A. We don’t do much advertising of our software, because given the
relative low prices we charge for each unit, expensive advertising doesn’t
make sense. We prefer to get sales prospects by word of mouth from satisfied
customers. It is therefore paramount that everyone who uses the software on
their own problems be as satisfied with the results as possible, because we
cannot afford bad word of mouth. Most people think they can just run their
data “as is” through a non-linear model and the results speak for
themselves. Nothing could be further from the truth. In order to get good
results, most real world problems need some expert data formulation or
preprocessing, and a good deal of care regarding how to choose the
variables, the training sets, and the test sets. We provide this “modeling”
expertise free for purchasers, but given our low profit margin, we cannot
afford to provide it for everyone who wants a free trial, many of whom
aren’t serious software buyers anyway. The consulting and modeling expertise
that we provide is an integral part of our software price, and we do not
want to unbundle it, because we would rather lose a sale than sell to
someone who is likely to be unsuccessful because they do not want to take
advantage of our expertise. We have been selling neural networks full time this
way since 1988, and that is why we have out-lasted dozens of competitors
that existed in 1988. Even IBM tried to compete against us years ago and
finally abandoned selling general purpose neural network software.
Q.
How will I know if the AI Trilogy will solve my problem?
A. You should talk to us about your problem – it’s free, and we
encourage it. If our software won’t solve your problem, we’ll tell you.
Otherwise we’ll tell you exactly what you need, and the steps you’ll need to
build the application. Look, we’ve done this hundreds of times, and if you
can explain your problem, we can quickly see how our AI Trilogy will solve
it. Believe it or not, we actually HATE to sell the AI Trilogy to people who
won’t discuss their applications first, unless they just want it for
educational purposes.
Q.
When would I want to purchase the legacy NeuroShell 2 product?

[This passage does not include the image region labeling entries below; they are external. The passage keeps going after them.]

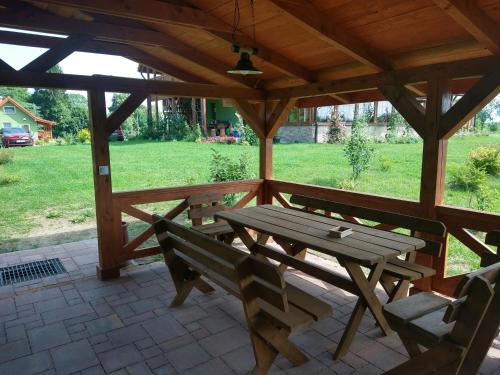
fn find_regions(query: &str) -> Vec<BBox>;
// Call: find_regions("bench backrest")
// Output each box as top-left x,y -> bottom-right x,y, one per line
187,193 -> 227,225
443,263 -> 500,374
153,215 -> 288,312
290,195 -> 446,256
481,230 -> 500,267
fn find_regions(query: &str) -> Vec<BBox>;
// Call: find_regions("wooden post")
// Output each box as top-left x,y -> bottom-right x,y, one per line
201,98 -> 209,136
415,80 -> 451,291
88,90 -> 121,280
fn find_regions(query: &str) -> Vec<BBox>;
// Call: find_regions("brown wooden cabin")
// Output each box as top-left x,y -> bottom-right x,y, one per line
0,0 -> 500,294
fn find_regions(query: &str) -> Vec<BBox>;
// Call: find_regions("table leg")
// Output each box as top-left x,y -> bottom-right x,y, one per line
333,261 -> 391,359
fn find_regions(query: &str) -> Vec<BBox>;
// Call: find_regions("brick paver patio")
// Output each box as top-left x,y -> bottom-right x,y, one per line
0,240 -> 500,375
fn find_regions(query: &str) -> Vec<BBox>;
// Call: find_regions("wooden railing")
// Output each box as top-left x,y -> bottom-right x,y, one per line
113,180 -> 264,263
265,180 -> 500,295
108,180 -> 500,295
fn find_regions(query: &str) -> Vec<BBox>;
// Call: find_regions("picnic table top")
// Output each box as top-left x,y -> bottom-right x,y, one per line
215,205 -> 425,265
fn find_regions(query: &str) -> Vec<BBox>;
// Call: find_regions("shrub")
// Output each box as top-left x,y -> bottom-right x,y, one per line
210,149 -> 252,206
344,124 -> 373,180
337,178 -> 356,190
45,210 -> 63,219
378,155 -> 393,172
0,175 -> 21,186
327,110 -> 347,143
61,133 -> 76,145
468,146 -> 500,175
76,129 -> 90,143
0,150 -> 14,165
449,163 -> 487,193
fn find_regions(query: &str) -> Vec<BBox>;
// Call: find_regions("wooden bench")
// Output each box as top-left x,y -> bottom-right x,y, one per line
481,230 -> 500,267
187,193 -> 234,244
153,215 -> 332,374
384,263 -> 500,375
290,195 -> 446,302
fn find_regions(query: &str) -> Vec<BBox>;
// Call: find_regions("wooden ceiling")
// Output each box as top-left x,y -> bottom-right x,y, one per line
0,0 -> 500,106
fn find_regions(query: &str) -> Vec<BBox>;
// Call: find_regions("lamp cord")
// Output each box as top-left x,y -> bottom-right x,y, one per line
231,0 -> 240,44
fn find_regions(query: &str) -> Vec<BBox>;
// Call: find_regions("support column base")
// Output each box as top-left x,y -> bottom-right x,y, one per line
96,266 -> 120,281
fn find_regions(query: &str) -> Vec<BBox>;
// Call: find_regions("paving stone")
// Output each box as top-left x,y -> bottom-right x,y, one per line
81,365 -> 106,375
28,323 -> 71,353
126,362 -> 153,375
85,314 -> 123,336
0,352 -> 52,375
200,326 -> 250,357
0,339 -> 31,366
50,340 -> 99,374
167,342 -> 211,372
183,358 -> 234,375
34,297 -> 67,313
135,337 -> 155,350
108,324 -> 148,347
5,325 -> 26,341
99,345 -> 143,372
291,330 -> 335,357
199,313 -> 238,333
143,315 -> 187,344
42,304 -> 93,324
130,298 -> 163,314
222,345 -> 255,374
172,306 -> 208,324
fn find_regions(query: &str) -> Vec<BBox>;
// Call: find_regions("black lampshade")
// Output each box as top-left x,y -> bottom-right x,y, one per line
227,52 -> 262,75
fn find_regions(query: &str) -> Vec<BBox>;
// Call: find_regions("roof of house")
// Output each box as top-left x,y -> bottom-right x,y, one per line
0,96 -> 56,126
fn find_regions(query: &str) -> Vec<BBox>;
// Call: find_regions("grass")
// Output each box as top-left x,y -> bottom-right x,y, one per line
0,134 -> 500,272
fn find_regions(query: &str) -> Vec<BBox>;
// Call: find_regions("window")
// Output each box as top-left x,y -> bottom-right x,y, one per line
3,106 -> 16,115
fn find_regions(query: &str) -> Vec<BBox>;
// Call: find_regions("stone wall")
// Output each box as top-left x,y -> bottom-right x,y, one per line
276,123 -> 416,143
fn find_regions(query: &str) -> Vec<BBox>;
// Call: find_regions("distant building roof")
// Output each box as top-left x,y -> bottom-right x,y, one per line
0,96 -> 56,126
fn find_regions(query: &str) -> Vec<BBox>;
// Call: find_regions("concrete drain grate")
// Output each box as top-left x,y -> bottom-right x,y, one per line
0,258 -> 66,286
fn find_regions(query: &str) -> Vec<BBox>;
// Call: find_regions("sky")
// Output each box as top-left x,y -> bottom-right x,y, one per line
0,28 -> 142,106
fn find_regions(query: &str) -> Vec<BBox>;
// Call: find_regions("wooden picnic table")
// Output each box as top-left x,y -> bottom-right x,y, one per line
215,205 -> 425,358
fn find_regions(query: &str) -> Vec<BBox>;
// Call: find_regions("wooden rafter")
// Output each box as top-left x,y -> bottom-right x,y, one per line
0,59 -> 15,71
0,70 -> 265,100
438,69 -> 500,139
233,98 -> 266,138
266,98 -> 297,138
21,35 -> 90,72
269,0 -> 391,71
12,2 -> 255,87
106,93 -> 148,134
268,56 -> 500,99
0,30 -> 211,83
379,82 -> 425,138
26,0 -> 316,82
434,0 -> 500,54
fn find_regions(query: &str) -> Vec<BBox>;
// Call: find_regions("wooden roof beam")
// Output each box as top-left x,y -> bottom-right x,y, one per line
21,34 -> 91,72
269,0 -> 392,71
438,70 -> 500,139
268,56 -> 500,99
0,70 -> 265,101
434,0 -> 500,54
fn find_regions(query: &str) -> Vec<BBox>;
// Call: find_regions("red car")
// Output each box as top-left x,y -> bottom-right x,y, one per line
0,128 -> 34,147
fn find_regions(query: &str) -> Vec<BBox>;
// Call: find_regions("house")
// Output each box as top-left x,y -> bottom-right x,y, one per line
0,96 -> 56,140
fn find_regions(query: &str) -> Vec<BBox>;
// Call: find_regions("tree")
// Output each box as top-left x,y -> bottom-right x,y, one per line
108,93 -> 148,137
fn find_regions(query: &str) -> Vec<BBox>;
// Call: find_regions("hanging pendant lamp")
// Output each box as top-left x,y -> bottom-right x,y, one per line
227,45 -> 262,75
227,0 -> 262,75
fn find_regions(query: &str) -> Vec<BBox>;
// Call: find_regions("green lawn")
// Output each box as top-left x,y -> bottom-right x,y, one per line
0,134 -> 500,276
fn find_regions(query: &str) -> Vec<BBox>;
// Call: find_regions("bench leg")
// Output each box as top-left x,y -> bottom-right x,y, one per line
250,332 -> 278,375
253,320 -> 309,366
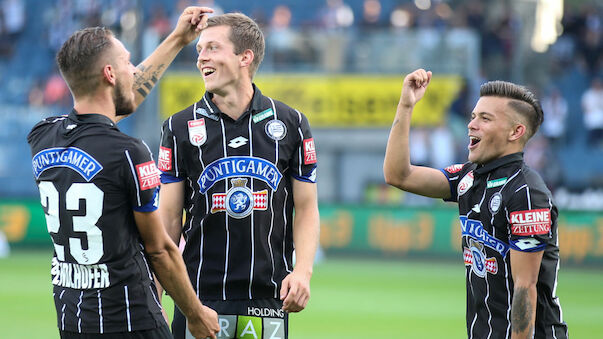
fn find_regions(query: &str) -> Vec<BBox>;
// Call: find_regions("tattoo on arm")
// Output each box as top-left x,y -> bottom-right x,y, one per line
134,64 -> 165,98
511,288 -> 534,333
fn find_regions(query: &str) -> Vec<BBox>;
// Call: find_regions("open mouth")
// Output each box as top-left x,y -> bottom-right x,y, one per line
469,136 -> 482,149
202,67 -> 216,77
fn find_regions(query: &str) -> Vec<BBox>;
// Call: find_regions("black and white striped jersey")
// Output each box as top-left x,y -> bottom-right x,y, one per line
443,153 -> 568,339
27,110 -> 165,333
158,85 -> 316,300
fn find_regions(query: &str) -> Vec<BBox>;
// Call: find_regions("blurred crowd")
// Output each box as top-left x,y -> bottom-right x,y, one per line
0,0 -> 603,202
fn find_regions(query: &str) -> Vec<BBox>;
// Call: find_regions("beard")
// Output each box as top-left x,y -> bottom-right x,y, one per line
113,80 -> 135,116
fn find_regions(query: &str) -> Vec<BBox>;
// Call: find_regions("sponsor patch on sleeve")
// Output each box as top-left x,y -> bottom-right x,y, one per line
304,138 -> 316,165
509,208 -> 551,236
444,164 -> 463,174
136,161 -> 160,191
158,146 -> 172,172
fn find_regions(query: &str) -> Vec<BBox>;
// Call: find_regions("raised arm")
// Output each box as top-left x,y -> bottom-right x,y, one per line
280,179 -> 320,312
126,6 -> 213,114
383,69 -> 450,198
134,211 -> 220,338
510,249 -> 544,339
159,181 -> 184,245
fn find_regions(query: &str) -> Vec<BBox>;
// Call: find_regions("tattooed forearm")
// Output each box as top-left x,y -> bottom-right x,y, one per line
511,288 -> 534,333
134,64 -> 165,98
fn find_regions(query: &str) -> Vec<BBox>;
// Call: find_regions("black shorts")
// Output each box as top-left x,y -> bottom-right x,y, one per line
59,324 -> 172,339
172,299 -> 289,339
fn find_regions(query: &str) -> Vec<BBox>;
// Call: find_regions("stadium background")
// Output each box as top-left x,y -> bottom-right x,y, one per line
0,0 -> 603,338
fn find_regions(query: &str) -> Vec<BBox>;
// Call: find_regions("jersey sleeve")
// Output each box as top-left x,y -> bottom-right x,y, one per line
157,117 -> 186,184
289,110 -> 317,183
125,140 -> 160,212
440,164 -> 464,202
506,185 -> 558,252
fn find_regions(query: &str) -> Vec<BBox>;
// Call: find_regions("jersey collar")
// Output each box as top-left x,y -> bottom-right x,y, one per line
475,152 -> 523,175
203,83 -> 263,119
69,109 -> 117,128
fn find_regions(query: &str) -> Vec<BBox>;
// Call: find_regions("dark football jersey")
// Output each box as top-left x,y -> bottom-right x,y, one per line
27,110 -> 165,333
443,153 -> 568,338
158,85 -> 316,300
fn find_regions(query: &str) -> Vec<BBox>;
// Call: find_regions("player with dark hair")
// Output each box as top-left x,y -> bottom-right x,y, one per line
383,69 -> 568,338
158,14 -> 319,338
27,7 -> 219,338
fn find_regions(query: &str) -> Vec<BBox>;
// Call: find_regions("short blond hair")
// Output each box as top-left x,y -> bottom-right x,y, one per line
207,13 -> 266,78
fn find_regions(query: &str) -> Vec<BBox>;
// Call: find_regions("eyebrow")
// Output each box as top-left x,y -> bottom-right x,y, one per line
471,112 -> 494,117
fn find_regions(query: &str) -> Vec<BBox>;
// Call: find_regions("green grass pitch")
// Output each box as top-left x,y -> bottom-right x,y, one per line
0,250 -> 603,339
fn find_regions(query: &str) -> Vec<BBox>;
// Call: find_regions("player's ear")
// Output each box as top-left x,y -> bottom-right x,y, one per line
240,49 -> 255,68
509,123 -> 527,141
103,64 -> 117,86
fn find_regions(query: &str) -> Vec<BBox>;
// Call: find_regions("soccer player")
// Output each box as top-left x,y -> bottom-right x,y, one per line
383,69 -> 568,339
27,7 -> 219,338
158,13 -> 319,338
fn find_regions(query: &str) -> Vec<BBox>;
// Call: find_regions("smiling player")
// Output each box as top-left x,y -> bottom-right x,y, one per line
383,69 -> 568,339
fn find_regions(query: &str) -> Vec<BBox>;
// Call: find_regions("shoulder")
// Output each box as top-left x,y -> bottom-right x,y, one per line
163,103 -> 198,131
262,96 -> 307,124
27,115 -> 67,142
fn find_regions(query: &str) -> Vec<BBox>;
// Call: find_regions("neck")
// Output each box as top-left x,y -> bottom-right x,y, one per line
212,81 -> 253,120
73,93 -> 119,122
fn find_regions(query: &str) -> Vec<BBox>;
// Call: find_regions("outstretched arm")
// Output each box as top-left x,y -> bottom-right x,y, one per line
280,179 -> 320,312
510,249 -> 544,339
118,7 -> 213,118
134,211 -> 220,338
383,69 -> 450,198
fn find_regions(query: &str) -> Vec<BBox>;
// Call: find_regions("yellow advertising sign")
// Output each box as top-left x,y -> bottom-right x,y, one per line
160,74 -> 461,127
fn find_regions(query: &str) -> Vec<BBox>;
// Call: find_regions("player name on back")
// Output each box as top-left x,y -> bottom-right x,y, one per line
50,258 -> 110,289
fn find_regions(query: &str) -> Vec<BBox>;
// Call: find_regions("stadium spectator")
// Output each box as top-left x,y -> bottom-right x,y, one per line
542,88 -> 568,145
159,14 -> 319,339
27,7 -> 219,339
582,77 -> 603,148
383,69 -> 568,338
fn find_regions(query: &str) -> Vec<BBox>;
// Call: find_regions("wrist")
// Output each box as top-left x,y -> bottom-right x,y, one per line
164,32 -> 188,50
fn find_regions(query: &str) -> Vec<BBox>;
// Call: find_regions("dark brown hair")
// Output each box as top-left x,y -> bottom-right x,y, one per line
56,27 -> 113,96
207,13 -> 266,78
479,80 -> 544,141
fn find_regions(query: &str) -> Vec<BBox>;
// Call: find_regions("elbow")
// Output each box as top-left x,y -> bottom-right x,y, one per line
383,167 -> 405,190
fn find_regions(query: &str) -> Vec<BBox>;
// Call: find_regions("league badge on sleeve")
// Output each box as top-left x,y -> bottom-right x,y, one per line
136,161 -> 160,191
157,146 -> 172,172
304,138 -> 316,165
458,171 -> 473,196
266,120 -> 287,141
188,118 -> 207,146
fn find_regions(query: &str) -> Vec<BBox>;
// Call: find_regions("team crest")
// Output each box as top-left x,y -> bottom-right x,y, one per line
188,118 -> 207,146
458,171 -> 473,196
266,120 -> 287,141
211,178 -> 268,219
463,239 -> 498,278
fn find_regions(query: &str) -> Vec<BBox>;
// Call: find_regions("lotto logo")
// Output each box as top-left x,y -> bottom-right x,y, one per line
509,209 -> 551,235
158,146 -> 172,172
304,138 -> 316,165
136,161 -> 159,191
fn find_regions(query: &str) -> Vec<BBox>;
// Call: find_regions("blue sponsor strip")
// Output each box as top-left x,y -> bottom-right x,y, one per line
31,147 -> 103,181
459,215 -> 509,257
197,157 -> 283,194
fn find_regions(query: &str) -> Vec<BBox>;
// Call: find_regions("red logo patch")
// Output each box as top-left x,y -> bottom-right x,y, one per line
509,209 -> 551,235
444,164 -> 463,174
157,146 -> 172,172
304,138 -> 316,165
136,161 -> 160,191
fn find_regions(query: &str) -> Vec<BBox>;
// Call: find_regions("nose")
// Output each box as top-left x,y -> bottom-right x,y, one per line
467,118 -> 477,130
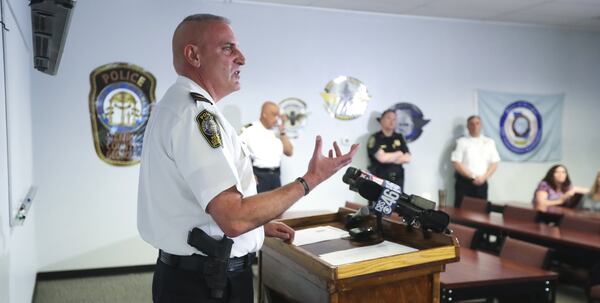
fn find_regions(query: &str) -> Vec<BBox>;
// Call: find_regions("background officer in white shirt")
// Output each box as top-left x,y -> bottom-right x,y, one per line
450,116 -> 500,207
240,101 -> 294,193
138,14 -> 358,302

A. We sell this mostly to teaching professors, computer science
students, or anyone else who is more interested in “playing” with neural
networks than in solving real problems. It has 16 neural network paradigms and
backpropagation architectures, and allows access to inner components. As
such, it is great for learning about neural network technology, but far more
difficult to use for real problems. We are not going to build any future
releases of NeuroShell 2, as it is essentially a ‘frozen” legacy product.